When solutions of aniline hydrochloride and ammonium peroxydisulfate were separated by a semipermeable cellulose membrane, the reactants met at the membrane and produced a polyaniline (PANI) membrane at the interface. The oxidative polymerization of aniline then proceeded in situ on the PANI-cellulose composite membrane. PANI was produced entirely at the monomer side of the membrane; about 80% conversion of aniline to PANI was observed after 24 h. The oxidation of aniline with peroxydisulfate consists in the transfer of electrons from aniline to the oxidant; it is proposed that electrons pass through the PANI membrane, which is conducting, and electroneutrality is maintained by the simultaneous transfer of protons. The reaction between aniline and peroxydisulfate thus takes place without the need for both reactant molecules to be in physical contact. The residual aniline is located only at its original side of the membrane, but the product of ammonium peroxydisulfate conversion, ammonium hydrogen sulfate, was found on both sides of the membrane. Fourier-transform infrared spectroscopy has been used to analyze PANI, the reaction residues and byproducts, and to prove that PANI is protonated with counter-ions of the sulfate type. Using this technique, we have detected only small differences in the molecular structure of PANI prepared with the membrane-separated reactants and in the polymerization when reactants were mixed; also, the molecular weights differed only marginally. The conductivity of both types of PANI was about the same. The repeated polymerization of aniline on the earlier prepared PANI-cellulose membrane yielded similar results, thus confirming the proposed concept of coupled electron- and proton-transfer through the PANI membrane.

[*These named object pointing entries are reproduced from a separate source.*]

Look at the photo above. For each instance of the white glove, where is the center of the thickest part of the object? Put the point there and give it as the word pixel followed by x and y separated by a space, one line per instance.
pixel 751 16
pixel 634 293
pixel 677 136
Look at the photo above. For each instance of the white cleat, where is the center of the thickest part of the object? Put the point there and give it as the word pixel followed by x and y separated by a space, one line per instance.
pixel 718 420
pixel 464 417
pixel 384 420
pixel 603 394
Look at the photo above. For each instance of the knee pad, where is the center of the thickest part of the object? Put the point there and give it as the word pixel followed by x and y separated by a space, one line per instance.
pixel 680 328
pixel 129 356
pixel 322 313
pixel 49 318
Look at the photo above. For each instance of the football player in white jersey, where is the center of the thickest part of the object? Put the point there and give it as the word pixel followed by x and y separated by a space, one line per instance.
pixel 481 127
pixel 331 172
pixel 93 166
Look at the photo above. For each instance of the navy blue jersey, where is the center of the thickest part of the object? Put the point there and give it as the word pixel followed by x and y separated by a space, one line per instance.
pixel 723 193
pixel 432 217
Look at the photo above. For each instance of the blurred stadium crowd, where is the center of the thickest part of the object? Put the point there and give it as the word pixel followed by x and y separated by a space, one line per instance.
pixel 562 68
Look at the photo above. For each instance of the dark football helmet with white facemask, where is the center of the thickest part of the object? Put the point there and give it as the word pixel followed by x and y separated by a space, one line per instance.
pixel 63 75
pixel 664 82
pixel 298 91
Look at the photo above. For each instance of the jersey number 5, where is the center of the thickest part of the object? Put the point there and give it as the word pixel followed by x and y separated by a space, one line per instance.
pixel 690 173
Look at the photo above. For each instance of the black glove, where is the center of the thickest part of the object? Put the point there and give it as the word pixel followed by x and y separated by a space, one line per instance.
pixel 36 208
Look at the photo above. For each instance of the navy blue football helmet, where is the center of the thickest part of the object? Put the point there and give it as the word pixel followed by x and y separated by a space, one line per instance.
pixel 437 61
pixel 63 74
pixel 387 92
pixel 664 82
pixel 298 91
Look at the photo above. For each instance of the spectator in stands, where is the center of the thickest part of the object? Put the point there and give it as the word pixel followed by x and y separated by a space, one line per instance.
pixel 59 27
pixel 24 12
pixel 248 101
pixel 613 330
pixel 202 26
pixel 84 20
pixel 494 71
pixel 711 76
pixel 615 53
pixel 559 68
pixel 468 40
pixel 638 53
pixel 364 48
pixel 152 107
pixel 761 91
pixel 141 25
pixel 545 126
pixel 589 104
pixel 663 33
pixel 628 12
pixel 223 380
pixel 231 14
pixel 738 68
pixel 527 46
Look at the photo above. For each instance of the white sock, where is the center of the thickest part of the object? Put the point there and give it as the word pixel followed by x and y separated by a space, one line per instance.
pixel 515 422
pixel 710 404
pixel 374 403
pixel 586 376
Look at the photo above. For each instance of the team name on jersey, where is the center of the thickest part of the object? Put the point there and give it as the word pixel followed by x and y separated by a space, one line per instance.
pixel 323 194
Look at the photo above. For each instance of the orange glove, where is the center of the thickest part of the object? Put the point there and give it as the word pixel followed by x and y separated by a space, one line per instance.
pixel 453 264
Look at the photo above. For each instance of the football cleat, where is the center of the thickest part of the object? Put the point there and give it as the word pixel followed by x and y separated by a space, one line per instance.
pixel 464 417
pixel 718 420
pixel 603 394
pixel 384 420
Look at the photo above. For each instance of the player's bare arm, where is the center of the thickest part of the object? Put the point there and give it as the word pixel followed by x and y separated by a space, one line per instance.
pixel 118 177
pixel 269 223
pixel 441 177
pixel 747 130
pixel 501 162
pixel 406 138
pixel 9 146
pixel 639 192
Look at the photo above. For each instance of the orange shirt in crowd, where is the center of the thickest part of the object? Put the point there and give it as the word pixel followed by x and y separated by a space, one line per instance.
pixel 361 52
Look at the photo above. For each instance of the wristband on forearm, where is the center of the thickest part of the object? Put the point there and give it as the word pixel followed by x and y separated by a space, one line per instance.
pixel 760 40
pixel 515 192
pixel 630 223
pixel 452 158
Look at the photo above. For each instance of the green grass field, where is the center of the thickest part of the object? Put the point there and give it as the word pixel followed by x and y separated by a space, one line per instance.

Evolution of polyaniline nanotubes: the oxidation of aniline in water.

The course of aniline oxidation with ammonium peroxydisulfate in aqueous solutions has been investigated. The reaction was terminated at various times and the intermediates collected. Besides the precipitates, the films deposited in situ on silicon windows have also been studied. The kinetic course of polymerization is controlled by the acidity level, which changes during the polymerization from pH 8 to a final value close to pH 1. It has two distinct exothermic phases. Gel-permeation chromatography indicates that aniline oligomers are produced at first at high pH, while polyaniline follows after the pH becomes sufficiently low. The growth of polyaniline nanotubes was observed by optical microscopy and confirmed by electron microscopy. The molecular structure of the reaction intermediates was studied in detail by FTIR spectroscopy. Oxidation products are markedly sulfonated, and they contain phenazine units. Aniline oligomers are more soluble in chloroform than the polymer fraction, which contains nanotubes.